Er steigt und steigt und steigt, der Spritpreis. Auch an den Zapfsäulen in Bonn bekommen die Autofahrer die Auswirkungen von Ukraine-Krieg, Inflation und Steuern derzeit brutal zu spüren. Die lokale Wirtschaft schlägt ebenfalls Alarm.
„Immerhin, die Firma zahlt“, sagt etwa Julia Nüsse aus Bad Godesberg, die täglich auf unterschiedlich langen Strecken mit dem Firmenwagen im Außendienst unterwegs ist und deshalb auf das Auto „definitiv nicht verzichten“ kann.

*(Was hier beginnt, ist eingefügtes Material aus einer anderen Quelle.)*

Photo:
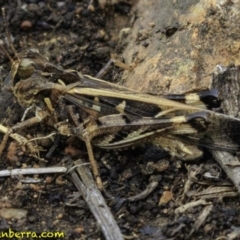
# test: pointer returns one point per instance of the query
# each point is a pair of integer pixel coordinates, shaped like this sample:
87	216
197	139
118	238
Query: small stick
32	171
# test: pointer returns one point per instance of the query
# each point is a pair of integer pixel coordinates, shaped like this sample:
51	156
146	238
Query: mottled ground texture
175	45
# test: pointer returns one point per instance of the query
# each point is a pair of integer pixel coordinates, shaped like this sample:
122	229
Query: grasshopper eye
26	68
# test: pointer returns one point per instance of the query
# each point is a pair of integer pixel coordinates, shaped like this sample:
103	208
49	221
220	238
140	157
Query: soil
82	36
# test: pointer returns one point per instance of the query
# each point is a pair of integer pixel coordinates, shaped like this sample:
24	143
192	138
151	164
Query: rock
177	44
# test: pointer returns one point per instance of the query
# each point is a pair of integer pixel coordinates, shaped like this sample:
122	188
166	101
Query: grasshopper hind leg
176	148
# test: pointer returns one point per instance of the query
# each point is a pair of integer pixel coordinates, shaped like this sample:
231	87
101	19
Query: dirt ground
82	36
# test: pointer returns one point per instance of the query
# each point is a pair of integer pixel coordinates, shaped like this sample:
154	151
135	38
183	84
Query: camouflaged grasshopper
110	116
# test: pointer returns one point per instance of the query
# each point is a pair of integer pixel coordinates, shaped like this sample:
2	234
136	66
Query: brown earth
174	46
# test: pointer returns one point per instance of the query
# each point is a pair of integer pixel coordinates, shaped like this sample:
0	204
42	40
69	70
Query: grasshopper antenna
8	37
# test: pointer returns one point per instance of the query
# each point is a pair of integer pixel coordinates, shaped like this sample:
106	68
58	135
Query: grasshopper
110	116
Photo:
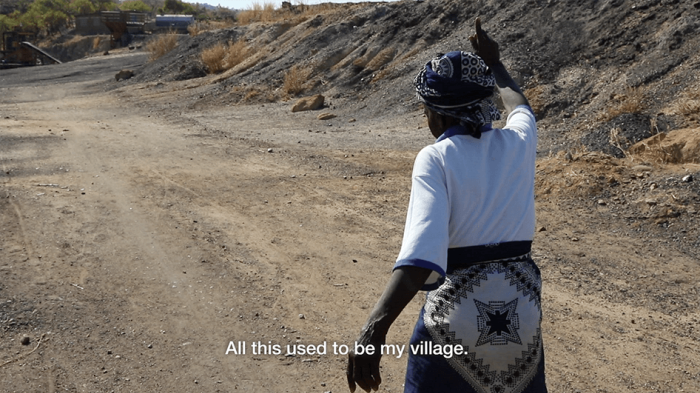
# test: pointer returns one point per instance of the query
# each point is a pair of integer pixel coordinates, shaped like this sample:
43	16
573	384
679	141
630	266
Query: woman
467	240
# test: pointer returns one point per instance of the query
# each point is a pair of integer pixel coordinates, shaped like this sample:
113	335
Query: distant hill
587	68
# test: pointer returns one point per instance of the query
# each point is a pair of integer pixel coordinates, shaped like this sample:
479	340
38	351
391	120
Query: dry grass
222	57
632	101
214	58
294	80
161	45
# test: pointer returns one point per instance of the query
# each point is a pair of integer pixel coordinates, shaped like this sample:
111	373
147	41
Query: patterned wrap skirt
489	306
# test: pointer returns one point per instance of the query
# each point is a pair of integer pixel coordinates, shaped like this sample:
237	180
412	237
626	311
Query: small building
178	23
90	25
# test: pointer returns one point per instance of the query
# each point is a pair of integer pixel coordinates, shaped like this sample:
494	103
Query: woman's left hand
363	369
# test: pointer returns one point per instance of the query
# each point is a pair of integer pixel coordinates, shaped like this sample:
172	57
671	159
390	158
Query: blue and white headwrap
459	84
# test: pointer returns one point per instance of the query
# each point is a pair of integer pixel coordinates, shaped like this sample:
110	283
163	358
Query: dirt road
140	238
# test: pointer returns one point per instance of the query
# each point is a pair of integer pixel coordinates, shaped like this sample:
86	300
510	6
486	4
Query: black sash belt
464	257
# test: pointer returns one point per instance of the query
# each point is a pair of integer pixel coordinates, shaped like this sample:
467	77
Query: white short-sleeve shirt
469	192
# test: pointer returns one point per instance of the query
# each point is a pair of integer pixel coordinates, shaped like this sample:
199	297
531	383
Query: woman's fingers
363	373
475	44
349	373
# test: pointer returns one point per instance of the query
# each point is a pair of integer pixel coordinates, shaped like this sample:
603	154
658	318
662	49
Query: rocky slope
587	67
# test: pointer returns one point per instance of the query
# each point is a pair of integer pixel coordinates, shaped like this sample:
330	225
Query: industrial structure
17	51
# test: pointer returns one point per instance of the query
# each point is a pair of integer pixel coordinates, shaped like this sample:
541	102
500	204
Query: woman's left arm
404	283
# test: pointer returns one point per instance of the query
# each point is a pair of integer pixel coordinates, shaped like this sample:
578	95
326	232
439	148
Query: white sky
243	4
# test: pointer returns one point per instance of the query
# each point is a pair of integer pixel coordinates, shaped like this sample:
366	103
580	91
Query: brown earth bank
147	224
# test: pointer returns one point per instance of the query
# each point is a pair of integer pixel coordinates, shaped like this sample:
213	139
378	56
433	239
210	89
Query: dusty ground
139	237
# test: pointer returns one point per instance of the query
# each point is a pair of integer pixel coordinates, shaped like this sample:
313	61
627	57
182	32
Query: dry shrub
294	80
268	12
219	24
161	45
633	101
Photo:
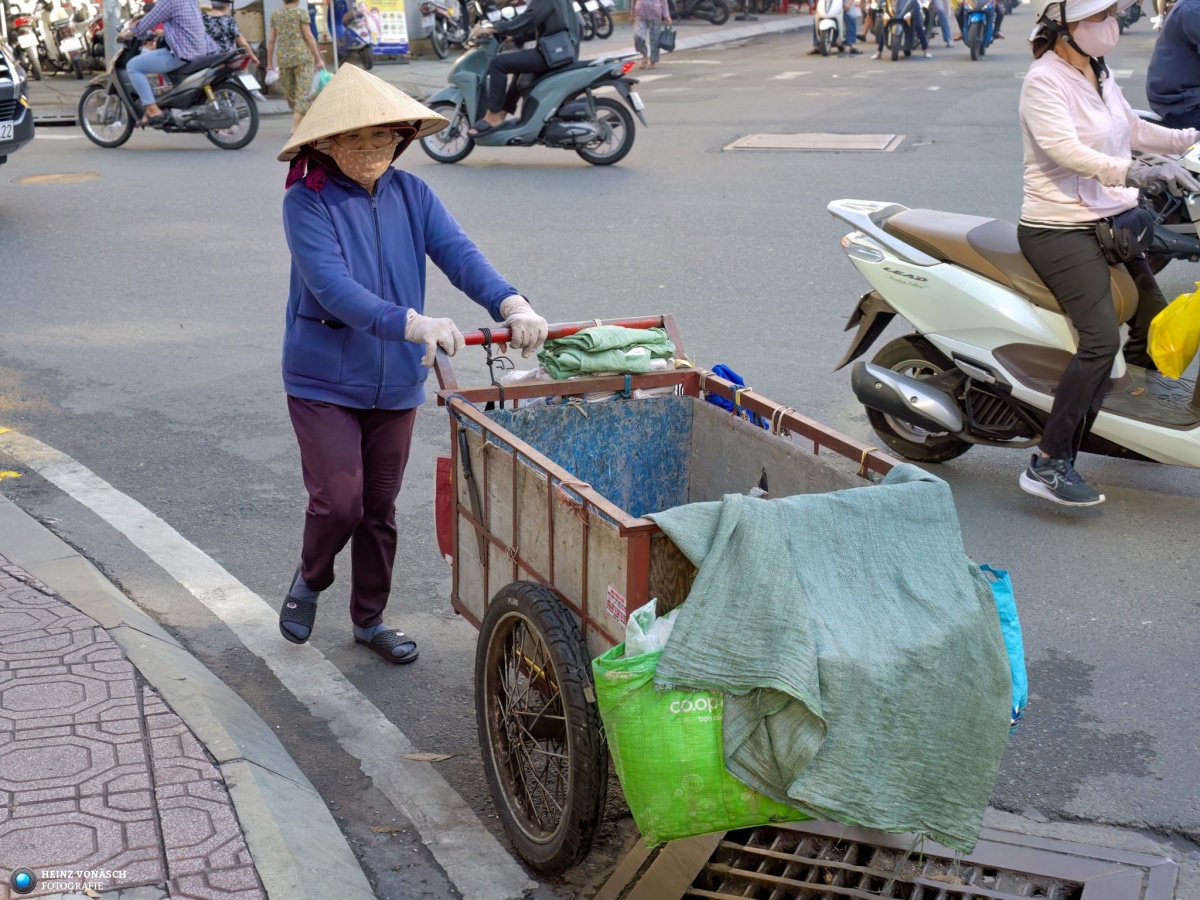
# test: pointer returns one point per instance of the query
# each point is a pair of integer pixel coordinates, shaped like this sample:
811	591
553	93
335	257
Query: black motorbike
714	11
444	27
207	96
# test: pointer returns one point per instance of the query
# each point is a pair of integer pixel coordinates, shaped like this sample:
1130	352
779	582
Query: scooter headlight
858	246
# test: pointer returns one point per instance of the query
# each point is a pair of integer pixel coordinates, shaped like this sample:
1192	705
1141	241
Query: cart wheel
544	754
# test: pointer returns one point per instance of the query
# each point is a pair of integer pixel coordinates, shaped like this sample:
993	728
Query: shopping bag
319	79
443	507
1175	335
1011	625
670	756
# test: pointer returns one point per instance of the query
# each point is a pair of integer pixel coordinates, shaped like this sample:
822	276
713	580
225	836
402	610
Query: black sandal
298	612
385	643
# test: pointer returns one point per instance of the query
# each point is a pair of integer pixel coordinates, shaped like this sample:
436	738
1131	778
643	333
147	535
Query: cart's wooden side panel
607	569
729	455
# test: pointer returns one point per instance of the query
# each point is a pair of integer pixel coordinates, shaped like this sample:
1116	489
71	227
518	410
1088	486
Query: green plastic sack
670	756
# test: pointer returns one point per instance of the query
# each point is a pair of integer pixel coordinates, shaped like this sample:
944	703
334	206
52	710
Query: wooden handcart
551	551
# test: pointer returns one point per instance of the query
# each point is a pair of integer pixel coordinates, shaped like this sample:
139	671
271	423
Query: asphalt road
141	319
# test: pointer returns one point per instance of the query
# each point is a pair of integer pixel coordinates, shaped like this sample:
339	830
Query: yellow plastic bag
1175	334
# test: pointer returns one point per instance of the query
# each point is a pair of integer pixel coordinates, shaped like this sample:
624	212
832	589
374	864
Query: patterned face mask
363	166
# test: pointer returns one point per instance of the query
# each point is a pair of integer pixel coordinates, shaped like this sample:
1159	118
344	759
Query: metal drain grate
825	861
781	864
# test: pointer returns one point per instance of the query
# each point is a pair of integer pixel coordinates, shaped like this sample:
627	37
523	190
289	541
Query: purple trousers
353	466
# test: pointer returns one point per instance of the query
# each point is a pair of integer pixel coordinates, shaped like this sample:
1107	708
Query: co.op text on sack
700	703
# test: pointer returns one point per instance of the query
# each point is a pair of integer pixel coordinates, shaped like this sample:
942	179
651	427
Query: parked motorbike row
52	36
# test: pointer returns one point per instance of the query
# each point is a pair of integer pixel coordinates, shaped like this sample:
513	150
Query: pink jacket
1078	145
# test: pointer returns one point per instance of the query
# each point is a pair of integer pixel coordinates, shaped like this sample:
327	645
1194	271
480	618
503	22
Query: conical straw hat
354	99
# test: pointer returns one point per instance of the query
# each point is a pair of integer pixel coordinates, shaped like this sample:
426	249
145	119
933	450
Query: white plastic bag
647	633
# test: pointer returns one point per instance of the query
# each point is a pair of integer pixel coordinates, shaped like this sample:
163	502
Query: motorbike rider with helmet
185	39
543	18
1173	79
1078	135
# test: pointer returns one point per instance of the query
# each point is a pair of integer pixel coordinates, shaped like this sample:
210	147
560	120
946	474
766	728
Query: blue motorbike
978	25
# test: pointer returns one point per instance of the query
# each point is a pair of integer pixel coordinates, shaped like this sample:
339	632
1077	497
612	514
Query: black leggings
1074	268
505	64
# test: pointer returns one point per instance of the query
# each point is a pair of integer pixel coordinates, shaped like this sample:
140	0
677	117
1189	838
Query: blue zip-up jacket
358	267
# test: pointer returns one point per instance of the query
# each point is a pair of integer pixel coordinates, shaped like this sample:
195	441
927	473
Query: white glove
1179	180
527	328
433	334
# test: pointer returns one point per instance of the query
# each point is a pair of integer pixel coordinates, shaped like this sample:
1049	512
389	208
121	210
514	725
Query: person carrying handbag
649	17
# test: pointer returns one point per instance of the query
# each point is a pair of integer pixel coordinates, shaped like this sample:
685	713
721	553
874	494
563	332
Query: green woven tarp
605	348
859	649
666	748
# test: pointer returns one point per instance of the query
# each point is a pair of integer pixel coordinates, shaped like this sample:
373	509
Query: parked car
16	117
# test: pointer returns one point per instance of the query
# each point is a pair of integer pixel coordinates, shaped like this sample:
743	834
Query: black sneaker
1056	480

Wer sein Benzin selbst bezahlen muss, spielt indes fast schon zwangsläufig mit dem Gedanken an einen Umstieg auf öffentliche Verkehrsmittel: „Natürlich macht man sich Gedanken zum Beispiel mit dem Bus zu fahren, aber das bedeutet dann deutlich mehr Aufwand“, gibt ein Fahrer aus Siegburg zu bedenken. „Ich habe das Glück, ich bin Rentner“, meint hingegen Jochen Vock aus Bonn.
Fast schon unverschämt findet hingegen eine Kundin aus Mehlem die aktuellen Preise: „Ich habe zu einer Zeit den Führerschein gemacht, da habe ich noch unter einer Mark pro Liter gezahlt“, erinnert sich die 61-Jährige. Sie benötige das Auto, zumal sie ihren Vater zu versorgen habe. Der lebe auf einem Dorf. „Dorthin wäre ich ohne Auto wahrscheinlich drei Stunden unterwegs, und die Einkäufe könnte ich gar nicht tragen“, sagt sie. „Noch denke ich nicht darüber nach, auf Bus und Bahn umzusteigen. Wenn der Liter irgendwann drei Euro kostet mache ich mir Gedanken über eine Alternative“, meint derweil Federico Schneeberger an der Zapfsäule nebenan.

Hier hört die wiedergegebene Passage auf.